Heute Abend Thema im Parlament

Ausnahme? Treppenhaus für Flüchtlinge

Dieburg - Seit einem halben Jahr sind zwei Stockwerke des Schwesternwohnheims des St. Rochus Krankenhauses mit unbegleiteten minderjährigen Ausländern (umA) belegt.

Im Schwesternwohnheim am St. Rochus leben seit einem halben Jahr unbegleitete minderjährige Flüchtlinge. In der Mitte des Gebäudes soll ein Treppenhaus angebaut werden.

Betreut – über 24 Stunden – werden die ausschließlich männlichen Bewohner von Mitarbeitern des St. Josephshaus in Klein-Zimmern, die auch für die 30 jungen Flüchtlinge im ehemaligen Kapuzinerkloster Sorge tragen. Das St. Josephshaus hat als Mieter des Schwesternwohnheims jetzt beantragt, an das Gebäude ein festes Treppenhaus anbauen zu dürfen. Ansonsten würde die erteilte Ausnahmegenehmigung für den Betrieb erlöschen, so der beauftragte Architekt Michael Dascher (Groß-Zimmern) kürzlich im Ausschuss für Infrastruktur und Umwelt. Die derzeit dort angebrachte mobile Gerüsttreppe entspräche nicht den Anforderungen für einen zweiten Rettungsweg. „Zudem ist die Miete für die Gerüsttreppe – auf fünf Jahre angelegt – teurer als ein Anbau. Und die Optik eines Treppenhauses wäre auch besser“, sagte er.

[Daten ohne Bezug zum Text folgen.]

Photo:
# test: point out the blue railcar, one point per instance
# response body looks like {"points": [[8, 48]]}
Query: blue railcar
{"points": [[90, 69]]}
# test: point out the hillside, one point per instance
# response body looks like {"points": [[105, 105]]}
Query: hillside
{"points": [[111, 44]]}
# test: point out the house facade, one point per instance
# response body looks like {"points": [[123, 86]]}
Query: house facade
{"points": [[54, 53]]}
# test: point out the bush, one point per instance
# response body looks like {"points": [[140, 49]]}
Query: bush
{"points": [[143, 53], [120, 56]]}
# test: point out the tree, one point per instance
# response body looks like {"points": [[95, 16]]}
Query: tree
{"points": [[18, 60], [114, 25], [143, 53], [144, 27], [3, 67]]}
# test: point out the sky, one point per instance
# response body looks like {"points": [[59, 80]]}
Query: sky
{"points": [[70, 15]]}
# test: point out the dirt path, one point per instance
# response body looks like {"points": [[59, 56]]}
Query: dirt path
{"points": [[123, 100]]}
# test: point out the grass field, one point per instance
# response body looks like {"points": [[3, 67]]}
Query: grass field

Auch Frank Wiedenmann vom St. Josephshaus – als Koordinator ist der Diplom-Sozialarbeiter derzeit für 110 unbegleitete minderjährige Flüchtlinge aus der Stadt Darmstadt und dem Landkreis zuständig – nahm im Ausschuss dazu Stellung. „Unsere Planungen gehen derzeit auf fünf Jahre“, sagte er. Von einem Provisorium wolle man zu einer dauerhaften Betreuungseinrichtung kommen. Wiedenmann glaubt nicht, dass derartige Einrichtungen bald überflüssig würden, auch wenn die Zahlen derzeit zurückgingen. Momentan gehe man von einer Verweildauer von zweieinhalb bis drei Jahren in den Betreuungseinrichtungen aus. Dabei stehen Schule und Ausbildung im Mittelpunkt, danach müsse man sich um Wohnungen kümmern. „Ich bin zuversichtlich, dass ich meine Arbeitsstelle behalte“, sagte er. „Wenn wir von Seiten der Stadt her dürfen, bleiben wir gerne.“

Fluchterfahrungen von Prominenten und Künstlern

Am Standort Kratzengasse gehe es vor allem darum, den Krankenhausbetrieb, der ja als ambulantes OP-Zentrum weitergehe, nicht zu stören. Das Treppenhaus würde da Erleichterung bringen, denn die – naturgemäß temperamentvollen – Jugendlichen würden sonst das innere Treppenhaus benutzen. Nicht allen Ausschussmitgliedern gefiel ein möglicher Anbau am Schwesternwohnheim, der einen Meter weiter als die Balkone in den öffentlichen Raum ragen würde. So stimmte zwar die Mehrheit für eine Ausnahmegenehmigung von der Veränderungssperre, die die Stadt für das Krankenhausareal erlassen hat. Zwei Parlamentarier stimmten aber auch dagegen.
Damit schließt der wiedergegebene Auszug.